P&J 2010 (One and Done): Captain Ahab, "The End of Irony"

30 points, t-365, voted on by Brian Miller

This was not what I was expecting. Judging by the title, and having never heard of Captain Ahab beforehand, I imagined an underground hip-hop artist and heavy handed commentary about a boring (in a musical context) subject like the ubiquity of 21st century media. Then I read a description somewhere that characterized it as "electro" or "synth pop" or something similarly benign. Too bad I didn't see Joe Hemmerling's review for Tiny Mix Tapes, which nicely captures the album's schizophrenic bluster. Then again, I think it was better that I wasn't prepared for this, because surprises like these are welcome sometimes.

"The End of Irony" can't decide what kind of album it's supposed to be, but it starts out with three minutes of savage, scorching rhythmic noise and frankly speaking, a lot of electronic albums could benefit from having a few minutes of rhythmic noise tacked onto the start. The second track, "Godlike", more closely resembles an 80's synth throwback, that is, if your idea of an 80's synth throwback is KMFDM, not A Flock of Seagulls. KMFDM also recorded an eight minute song called "Godlike" ... coincidence? Judging by the militaristic chanting on the third track, "The Calm Before the Sword (Club Mix)", I'm going to say no.

"Death to False Techno" is a nearly intolerable six minutes of pogoing speed trance, but sometimes it's difficult to know when Captain Ahab are taking the piss so maybe the joke's on me. "Acting Hard" is a passable homage to Nitzer Ebb in the 80's, and "I Don't Have a Dick" is a hilarious, rollicking, piano-led club number about ... well, take a guess (here's a hint: "I get the finest ass in the world/The kids line up just to smell my sweat/I can fuck a hundred people at once/'Cause I can make you come with my EYES").

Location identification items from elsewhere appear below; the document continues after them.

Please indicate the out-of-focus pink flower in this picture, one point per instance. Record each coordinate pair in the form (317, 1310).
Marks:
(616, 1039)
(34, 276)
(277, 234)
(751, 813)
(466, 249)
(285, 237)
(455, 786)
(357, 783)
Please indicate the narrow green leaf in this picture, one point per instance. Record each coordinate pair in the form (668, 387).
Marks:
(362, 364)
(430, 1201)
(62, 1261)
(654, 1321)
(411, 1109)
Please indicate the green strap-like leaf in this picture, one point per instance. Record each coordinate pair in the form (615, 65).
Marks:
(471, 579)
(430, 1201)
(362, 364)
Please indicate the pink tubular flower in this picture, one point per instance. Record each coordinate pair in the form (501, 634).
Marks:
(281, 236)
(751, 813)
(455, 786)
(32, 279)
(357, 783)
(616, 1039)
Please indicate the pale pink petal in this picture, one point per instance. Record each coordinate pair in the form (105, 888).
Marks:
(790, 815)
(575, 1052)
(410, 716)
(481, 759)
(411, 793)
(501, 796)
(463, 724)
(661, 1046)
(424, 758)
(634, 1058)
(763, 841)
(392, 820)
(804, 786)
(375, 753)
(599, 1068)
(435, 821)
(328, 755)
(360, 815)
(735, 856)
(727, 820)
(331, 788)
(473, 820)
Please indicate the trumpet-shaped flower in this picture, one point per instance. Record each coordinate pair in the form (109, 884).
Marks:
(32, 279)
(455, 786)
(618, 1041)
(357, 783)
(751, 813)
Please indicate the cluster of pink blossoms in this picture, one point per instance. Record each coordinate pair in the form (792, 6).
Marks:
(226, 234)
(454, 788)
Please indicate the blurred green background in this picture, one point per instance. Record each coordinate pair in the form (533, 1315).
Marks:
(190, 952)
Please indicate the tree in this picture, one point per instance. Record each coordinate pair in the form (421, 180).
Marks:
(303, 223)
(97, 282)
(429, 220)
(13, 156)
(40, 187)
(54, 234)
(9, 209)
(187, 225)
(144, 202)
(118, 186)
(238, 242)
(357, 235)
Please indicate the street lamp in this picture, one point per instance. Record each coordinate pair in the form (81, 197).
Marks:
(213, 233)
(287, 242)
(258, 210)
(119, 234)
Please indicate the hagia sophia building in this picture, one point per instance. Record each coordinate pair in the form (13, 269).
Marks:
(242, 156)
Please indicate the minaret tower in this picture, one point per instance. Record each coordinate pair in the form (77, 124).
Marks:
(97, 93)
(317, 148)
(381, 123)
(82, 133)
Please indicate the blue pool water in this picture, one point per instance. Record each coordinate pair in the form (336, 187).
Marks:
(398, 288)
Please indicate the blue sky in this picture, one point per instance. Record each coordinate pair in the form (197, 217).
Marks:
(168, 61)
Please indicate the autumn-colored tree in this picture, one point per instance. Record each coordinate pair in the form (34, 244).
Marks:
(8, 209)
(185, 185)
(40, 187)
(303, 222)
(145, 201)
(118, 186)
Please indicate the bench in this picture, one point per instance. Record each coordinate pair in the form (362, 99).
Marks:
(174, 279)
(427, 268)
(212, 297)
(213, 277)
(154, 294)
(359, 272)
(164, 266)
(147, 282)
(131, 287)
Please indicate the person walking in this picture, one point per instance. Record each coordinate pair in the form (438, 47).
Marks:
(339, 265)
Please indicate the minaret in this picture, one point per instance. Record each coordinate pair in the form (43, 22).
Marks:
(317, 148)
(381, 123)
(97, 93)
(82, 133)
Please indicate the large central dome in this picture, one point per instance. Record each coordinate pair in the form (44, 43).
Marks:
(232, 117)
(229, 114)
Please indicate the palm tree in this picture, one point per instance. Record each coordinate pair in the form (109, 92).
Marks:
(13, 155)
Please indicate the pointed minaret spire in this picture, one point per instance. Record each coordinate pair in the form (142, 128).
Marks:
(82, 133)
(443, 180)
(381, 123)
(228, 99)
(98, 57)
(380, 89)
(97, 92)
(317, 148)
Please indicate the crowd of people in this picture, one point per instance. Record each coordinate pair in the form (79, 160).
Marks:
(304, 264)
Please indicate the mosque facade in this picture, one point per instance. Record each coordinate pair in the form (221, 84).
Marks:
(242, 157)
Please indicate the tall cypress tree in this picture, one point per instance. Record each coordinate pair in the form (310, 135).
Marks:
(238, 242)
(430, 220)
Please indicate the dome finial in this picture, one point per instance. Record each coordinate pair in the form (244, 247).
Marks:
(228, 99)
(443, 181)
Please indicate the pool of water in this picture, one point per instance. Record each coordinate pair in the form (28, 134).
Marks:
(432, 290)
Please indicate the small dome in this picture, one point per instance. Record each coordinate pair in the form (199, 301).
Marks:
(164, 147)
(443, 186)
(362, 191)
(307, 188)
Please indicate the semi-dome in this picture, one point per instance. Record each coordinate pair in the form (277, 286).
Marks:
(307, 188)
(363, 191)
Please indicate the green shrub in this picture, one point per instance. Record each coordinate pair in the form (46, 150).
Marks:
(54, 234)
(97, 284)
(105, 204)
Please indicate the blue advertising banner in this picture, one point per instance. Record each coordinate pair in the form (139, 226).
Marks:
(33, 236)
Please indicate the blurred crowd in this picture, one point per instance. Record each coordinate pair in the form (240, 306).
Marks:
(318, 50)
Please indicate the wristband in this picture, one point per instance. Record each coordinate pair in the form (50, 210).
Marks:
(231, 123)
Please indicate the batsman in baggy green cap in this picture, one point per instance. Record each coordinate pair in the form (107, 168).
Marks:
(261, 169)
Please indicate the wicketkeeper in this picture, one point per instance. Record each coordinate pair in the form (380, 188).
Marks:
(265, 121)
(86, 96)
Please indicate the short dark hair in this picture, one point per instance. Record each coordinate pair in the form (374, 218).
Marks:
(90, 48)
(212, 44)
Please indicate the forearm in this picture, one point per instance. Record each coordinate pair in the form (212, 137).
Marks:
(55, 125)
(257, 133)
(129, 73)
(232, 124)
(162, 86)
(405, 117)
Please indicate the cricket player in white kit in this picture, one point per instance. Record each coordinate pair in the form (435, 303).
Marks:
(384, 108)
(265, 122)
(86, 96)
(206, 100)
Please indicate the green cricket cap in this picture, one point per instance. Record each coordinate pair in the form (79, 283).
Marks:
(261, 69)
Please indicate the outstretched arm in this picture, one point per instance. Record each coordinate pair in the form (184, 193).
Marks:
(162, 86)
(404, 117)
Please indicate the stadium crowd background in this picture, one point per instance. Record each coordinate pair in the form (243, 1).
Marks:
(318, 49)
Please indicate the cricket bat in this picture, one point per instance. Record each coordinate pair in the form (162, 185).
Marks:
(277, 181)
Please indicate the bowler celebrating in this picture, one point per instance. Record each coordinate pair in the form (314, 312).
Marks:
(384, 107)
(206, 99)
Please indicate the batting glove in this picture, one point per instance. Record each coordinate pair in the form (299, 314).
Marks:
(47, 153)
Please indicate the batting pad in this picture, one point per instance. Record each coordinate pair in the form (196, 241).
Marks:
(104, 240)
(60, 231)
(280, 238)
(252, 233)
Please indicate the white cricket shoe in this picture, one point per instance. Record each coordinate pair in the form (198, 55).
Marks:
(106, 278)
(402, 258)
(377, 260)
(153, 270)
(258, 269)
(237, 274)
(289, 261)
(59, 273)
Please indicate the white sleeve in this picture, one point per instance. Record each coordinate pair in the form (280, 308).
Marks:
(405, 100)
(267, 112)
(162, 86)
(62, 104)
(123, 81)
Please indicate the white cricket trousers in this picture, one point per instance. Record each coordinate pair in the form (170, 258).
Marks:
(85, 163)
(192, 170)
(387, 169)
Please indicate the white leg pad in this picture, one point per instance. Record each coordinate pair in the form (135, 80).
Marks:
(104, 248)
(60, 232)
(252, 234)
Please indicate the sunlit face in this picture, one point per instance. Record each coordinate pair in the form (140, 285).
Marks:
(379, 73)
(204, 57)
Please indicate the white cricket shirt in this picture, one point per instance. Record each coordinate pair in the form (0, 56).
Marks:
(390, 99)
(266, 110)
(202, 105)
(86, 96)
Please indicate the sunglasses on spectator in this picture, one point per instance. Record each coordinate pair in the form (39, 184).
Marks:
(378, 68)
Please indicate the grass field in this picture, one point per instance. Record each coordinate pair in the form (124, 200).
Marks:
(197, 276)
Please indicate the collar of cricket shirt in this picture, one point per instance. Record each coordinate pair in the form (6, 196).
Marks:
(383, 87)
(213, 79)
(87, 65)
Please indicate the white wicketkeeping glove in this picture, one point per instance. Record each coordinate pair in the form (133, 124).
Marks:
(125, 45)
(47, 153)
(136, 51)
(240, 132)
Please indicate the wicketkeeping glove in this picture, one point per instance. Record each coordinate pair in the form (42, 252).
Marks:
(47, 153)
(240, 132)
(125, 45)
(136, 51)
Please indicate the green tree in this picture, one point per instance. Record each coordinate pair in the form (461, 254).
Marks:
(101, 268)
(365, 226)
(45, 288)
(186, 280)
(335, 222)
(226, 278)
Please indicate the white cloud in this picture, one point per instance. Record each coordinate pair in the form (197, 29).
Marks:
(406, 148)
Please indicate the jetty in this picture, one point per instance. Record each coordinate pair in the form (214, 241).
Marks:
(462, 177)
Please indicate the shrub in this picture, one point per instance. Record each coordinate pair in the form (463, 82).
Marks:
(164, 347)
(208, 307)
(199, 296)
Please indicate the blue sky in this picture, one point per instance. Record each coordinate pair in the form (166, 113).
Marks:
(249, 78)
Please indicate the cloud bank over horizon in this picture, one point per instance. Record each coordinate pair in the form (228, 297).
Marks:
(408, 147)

Even at just over 50 minutes, "The End of Irony" is a bit too long. In the album's second half, the freakazoid jokes and weird chants become tiresome, and I think it'd be a stronger album if they'd gone the route of the sleek, 35-40 minute album and dumped a couple of tracks. Maybe Captain Ahab like being labeled as techno punks who pay homage to the electronic, rave, and EBM music that they love by ripping the blood and guts out of the music and blowing it up into an even more cartoon-y version of its original self. However, I think they're better when they're trying to be sound creators than punks, and the first half of the album really shows that.